INOVAÇÃO CIENTÍFICA

Alga bioluminescente inspira criação de estruturas luminosas e possíveis biossensores

Pesquisadores prolongam brilho azul de alga marinha em laboratório e vislumbram aplicações ambientais, apesar de desafios de estabilidade.

Por Sputinik Brasil Publicado em 07/05/2026 às 12:15
Estruturas 3D com algas bioluminescentes brilham em azul, inspirando possíveis biossensores ambientais. © AP Photo / Mark J. Terrill

Cientistas norte-americanos procuram prolongar o brilho azul da alga Pyrocystis lunula ao explorar uma solução ácida, permitindo a criação de estruturas luminosas impressas em 3D. O avanço pode abrir caminho para o desenvolvimento de biossensores ambientais, embora os especialistas ressaltem desafios quanto à estabilidade das características fora do laboratório.

A Pyrocystis lunula, conhecida por emitir flashes azuis em resposta a estímulos naturais como o impacto das ondas, atraiu pesquisadores dos Estados Unidos para explorar novas aplicações para sua bioluminescência. Essas emissões de luz costumam criar paisagens cintilantes em praias ao redor do mundo.

Buscando prolongar o brilho da espécie em ambiente controlado, a pesquisadora Giulia Brachi, da Universidade do Colorado em Boulder, optou por utilizar uma solução ácida após tentativas frustradas de estimular mecanicamente as algas. Estudos anteriores indicaram que a queda do pH pode atuar como gatilho para a emissão de luz. O resultado foi um efeito semelhante a um "glitter" vivo, com brilho contínuo por até 25 minutos.

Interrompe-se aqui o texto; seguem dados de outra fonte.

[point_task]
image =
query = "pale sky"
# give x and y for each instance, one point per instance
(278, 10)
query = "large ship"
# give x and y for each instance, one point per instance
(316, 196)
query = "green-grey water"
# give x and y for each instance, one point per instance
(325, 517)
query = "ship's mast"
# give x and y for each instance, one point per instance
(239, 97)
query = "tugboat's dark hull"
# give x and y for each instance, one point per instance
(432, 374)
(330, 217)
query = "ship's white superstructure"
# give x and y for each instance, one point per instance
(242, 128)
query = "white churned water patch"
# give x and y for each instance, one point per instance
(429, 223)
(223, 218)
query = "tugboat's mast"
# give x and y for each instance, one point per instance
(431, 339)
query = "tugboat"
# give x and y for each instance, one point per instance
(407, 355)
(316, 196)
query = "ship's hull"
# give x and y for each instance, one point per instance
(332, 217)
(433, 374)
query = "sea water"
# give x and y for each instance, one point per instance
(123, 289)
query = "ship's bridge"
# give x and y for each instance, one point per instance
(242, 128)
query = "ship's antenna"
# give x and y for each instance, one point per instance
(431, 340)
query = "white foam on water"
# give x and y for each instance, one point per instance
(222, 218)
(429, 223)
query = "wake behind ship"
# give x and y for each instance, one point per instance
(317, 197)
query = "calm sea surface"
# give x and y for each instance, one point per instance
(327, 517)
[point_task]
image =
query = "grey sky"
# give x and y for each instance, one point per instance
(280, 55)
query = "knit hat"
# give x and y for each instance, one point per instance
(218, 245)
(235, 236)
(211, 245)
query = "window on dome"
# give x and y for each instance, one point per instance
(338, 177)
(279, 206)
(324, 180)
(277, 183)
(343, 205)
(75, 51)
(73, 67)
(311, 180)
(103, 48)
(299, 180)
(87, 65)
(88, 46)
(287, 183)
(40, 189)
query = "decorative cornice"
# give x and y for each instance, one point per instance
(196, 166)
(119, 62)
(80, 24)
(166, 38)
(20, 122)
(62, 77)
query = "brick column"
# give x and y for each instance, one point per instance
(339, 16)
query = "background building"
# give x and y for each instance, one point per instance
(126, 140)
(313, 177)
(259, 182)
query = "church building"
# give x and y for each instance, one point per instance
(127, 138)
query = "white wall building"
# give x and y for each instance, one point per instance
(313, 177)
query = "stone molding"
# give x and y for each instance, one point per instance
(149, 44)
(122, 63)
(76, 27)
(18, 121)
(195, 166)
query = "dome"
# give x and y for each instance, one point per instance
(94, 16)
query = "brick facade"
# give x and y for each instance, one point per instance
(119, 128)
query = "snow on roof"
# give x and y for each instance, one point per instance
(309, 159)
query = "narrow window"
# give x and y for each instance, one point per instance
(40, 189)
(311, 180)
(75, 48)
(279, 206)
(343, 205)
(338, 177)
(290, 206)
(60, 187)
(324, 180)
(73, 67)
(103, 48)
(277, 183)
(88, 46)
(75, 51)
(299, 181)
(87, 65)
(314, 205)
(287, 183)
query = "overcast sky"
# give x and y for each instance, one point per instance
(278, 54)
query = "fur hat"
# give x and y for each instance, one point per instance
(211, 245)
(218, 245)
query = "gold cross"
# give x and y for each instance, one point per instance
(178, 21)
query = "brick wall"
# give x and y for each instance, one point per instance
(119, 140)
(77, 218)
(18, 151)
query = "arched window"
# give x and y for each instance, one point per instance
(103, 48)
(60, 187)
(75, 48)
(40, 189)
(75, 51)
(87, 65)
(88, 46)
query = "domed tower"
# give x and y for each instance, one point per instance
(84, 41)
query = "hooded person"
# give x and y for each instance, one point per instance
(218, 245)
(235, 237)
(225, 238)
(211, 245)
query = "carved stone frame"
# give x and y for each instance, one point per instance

Ambientes ácidos (acima) e básicos (abaixo) desencadeiam diferentes comportamentos bioluminescentes em algas
Ambientes ácidos (acima) e básicos (abaixo) desencadeiam diferentes comportamentos bioluminescentes em algas

Em seguida, as algas foram encapsuladas em hidrogéis e impressas em 3D em diferentes formatos, como uma lua crescente, todas exibindo um intenso tom azul-ciano. A bioluminescência é resultado da ocorrência entre luciferase e luciferina, compostos naturais desses organismos, que se mantêm ativos desde que têm acesso à água do mar.

De acordo com a imprensa britânica, o professor Wil Srubar sugeriu que as aplicações vão desde acessórios luminosos até biossensores ambientais capazes de detectar proteínas por meio do brilho. Especialistas externos avaliam o avanço promissor, mas destacam que a aplicação fora do laboratório ainda demanda superar obstáculos relacionados à estabilidade e durabilidade das estruturas.

Outro desafio apontado é a resistência das algas em ambientes muito ácidos. O professor Anthony Campbell, da Universidade de Cardiff, demonstrou ceticismo quanto à sobrevivência da espécie em pH 4, coletado ao de um tomate, ressaltando que esse ambiente pode causar estresse significativo ao organismo.

Permanece ainda um mistério biológico: a razão evolutiva da bioluminescência da Pyrocystis lunula. Uma hipótese é que o brilho funcione como mecanismo de defesa para escapar de predadores. Para o professor Chris Howe, essa explicação é plausível, embora ainda não haja consenso científico sobre a função exata das especificações.